Ficha 1: Evolución y desarrollo de la monarquía visigoda
El Imperio Romano se debilitaba a causa de las incursiones germánicas. Uno de estos pueblos germánicos eran los visigodos que llegaron a la Península en el s. V. Lo hicieron atravesando los Pirineos desde el sur francés de donde fueron expulsados por otro pueblo germánico: los francos. Con su llegada, suevos, vándalos y alanos tuvieron que marcharse de la Península. Es entonces cuando nace el Reino visigodo de Toledo.

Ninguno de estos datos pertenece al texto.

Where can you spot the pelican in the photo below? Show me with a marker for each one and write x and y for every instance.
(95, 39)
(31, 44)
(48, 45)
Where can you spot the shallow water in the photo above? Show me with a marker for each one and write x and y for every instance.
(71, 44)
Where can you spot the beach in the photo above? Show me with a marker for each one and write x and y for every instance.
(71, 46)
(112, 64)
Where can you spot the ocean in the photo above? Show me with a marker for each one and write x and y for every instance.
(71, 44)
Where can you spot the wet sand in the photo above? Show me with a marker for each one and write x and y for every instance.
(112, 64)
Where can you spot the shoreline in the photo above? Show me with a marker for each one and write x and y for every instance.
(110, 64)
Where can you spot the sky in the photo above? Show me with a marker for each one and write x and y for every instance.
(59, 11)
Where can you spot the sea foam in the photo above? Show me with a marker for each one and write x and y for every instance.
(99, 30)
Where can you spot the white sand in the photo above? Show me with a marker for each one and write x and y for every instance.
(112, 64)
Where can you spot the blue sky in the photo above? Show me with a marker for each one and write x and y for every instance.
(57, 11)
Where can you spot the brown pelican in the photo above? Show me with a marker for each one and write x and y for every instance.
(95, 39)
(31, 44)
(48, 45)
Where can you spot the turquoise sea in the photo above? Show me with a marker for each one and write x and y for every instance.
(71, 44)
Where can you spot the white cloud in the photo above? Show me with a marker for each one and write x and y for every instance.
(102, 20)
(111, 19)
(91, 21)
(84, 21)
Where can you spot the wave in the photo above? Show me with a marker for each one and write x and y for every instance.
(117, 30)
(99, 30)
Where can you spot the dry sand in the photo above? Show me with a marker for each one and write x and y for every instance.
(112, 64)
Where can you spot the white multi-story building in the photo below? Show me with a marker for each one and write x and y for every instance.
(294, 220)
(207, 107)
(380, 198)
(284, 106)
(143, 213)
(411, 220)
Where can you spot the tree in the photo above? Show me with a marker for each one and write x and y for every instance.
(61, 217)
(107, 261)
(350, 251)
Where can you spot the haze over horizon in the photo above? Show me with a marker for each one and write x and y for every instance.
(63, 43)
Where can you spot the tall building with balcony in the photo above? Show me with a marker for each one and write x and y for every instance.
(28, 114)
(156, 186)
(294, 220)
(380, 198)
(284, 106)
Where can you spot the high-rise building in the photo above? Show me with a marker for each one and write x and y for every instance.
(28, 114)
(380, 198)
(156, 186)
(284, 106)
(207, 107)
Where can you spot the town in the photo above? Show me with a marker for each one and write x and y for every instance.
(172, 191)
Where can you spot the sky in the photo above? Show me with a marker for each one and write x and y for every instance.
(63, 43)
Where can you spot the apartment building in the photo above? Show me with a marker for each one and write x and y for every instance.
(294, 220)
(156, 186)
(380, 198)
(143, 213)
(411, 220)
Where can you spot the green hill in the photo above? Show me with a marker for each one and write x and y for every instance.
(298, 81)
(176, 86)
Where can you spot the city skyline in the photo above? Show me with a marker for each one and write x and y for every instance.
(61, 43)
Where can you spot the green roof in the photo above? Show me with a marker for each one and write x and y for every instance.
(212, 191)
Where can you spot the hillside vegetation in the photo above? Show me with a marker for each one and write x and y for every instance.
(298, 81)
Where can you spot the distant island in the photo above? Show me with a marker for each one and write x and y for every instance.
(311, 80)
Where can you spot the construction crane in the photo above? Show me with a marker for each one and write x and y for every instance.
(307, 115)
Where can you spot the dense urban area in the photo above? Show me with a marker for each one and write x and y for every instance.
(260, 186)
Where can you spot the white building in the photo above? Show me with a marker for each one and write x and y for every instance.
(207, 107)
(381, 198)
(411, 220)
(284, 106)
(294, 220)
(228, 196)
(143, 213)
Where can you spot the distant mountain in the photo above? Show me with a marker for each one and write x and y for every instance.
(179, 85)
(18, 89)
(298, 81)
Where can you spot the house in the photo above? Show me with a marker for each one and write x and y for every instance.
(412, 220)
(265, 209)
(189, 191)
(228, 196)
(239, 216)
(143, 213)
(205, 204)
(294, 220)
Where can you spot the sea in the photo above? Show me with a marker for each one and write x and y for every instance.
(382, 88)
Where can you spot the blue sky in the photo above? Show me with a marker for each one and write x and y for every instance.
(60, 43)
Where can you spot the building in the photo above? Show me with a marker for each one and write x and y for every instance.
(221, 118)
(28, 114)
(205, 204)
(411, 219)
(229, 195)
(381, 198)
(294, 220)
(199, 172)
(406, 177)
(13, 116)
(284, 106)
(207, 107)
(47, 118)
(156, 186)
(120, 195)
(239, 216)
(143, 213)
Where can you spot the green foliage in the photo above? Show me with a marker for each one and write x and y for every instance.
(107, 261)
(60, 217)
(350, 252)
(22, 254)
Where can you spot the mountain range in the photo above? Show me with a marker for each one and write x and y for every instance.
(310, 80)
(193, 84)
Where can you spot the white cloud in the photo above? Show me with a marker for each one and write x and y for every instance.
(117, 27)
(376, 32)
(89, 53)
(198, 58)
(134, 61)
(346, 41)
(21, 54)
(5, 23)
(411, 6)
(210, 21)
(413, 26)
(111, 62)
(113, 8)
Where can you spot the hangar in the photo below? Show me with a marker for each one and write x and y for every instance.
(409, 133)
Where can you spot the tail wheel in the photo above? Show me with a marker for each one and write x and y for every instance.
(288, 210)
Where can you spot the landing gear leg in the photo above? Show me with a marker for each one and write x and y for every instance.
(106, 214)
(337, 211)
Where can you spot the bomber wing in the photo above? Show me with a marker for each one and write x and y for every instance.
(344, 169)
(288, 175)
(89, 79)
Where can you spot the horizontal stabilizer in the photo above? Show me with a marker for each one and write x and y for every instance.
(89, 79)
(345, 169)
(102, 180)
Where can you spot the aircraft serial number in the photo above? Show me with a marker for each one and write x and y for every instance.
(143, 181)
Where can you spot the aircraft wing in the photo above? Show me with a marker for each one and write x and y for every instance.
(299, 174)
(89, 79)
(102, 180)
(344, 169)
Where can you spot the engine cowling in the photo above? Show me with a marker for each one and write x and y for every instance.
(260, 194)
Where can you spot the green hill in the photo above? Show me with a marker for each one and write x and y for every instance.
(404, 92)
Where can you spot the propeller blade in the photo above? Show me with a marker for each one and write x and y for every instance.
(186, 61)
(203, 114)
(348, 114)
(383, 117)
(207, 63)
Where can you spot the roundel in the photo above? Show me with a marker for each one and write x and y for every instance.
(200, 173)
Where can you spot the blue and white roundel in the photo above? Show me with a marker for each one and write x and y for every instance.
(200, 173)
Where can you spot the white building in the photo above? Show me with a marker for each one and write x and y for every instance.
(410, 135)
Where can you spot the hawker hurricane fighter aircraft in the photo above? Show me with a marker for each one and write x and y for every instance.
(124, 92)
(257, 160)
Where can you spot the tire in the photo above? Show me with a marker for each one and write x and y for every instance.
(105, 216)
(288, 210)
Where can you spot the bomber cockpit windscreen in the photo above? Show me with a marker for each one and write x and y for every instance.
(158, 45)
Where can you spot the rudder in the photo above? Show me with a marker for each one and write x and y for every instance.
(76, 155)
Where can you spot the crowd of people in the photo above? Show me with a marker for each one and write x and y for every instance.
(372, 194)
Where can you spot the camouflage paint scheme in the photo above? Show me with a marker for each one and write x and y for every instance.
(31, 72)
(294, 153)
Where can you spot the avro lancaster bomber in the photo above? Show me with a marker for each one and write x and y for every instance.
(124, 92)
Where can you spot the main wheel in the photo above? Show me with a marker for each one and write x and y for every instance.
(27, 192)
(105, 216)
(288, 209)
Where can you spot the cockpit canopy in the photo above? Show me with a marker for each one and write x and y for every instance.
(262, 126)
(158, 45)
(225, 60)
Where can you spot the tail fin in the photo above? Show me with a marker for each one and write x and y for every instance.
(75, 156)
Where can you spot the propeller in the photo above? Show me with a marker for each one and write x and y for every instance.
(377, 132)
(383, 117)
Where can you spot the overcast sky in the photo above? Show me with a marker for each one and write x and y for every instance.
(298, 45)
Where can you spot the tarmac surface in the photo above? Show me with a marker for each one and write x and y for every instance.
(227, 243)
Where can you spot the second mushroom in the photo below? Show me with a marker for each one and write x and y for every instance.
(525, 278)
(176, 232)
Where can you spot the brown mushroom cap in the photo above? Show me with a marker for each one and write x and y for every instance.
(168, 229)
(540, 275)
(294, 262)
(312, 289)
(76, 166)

Este alcanzó la plenitud en la segunda mitad del s. VI y la primera del VII, durante los reinados de Leovigildo y Recaredo.
Leovigildo consolidó la autoridad real, anexionó el reino de los suevos y estableció las mismas leyes para germanos e hispanorromanos. Y Recaredo impulsó la unidad religiosa del reino al convertirse al cristianismo junto con los nobles visigodos.
El rey, cuyos actos podían ser sancionados por los Concilios de la Iglesia, estaba limitado en su poder por la ley, las normas morales y la justicia. Le auxiliaba en su tarea de gobierno el Aula Regia.
Una de las particularidades de la monarquía visigoda es que era electiva, es decir, el rey se elegía entre los nobles al morir el anterior. Esto propiciaba la inestabilidad y las luchas nobiliarias.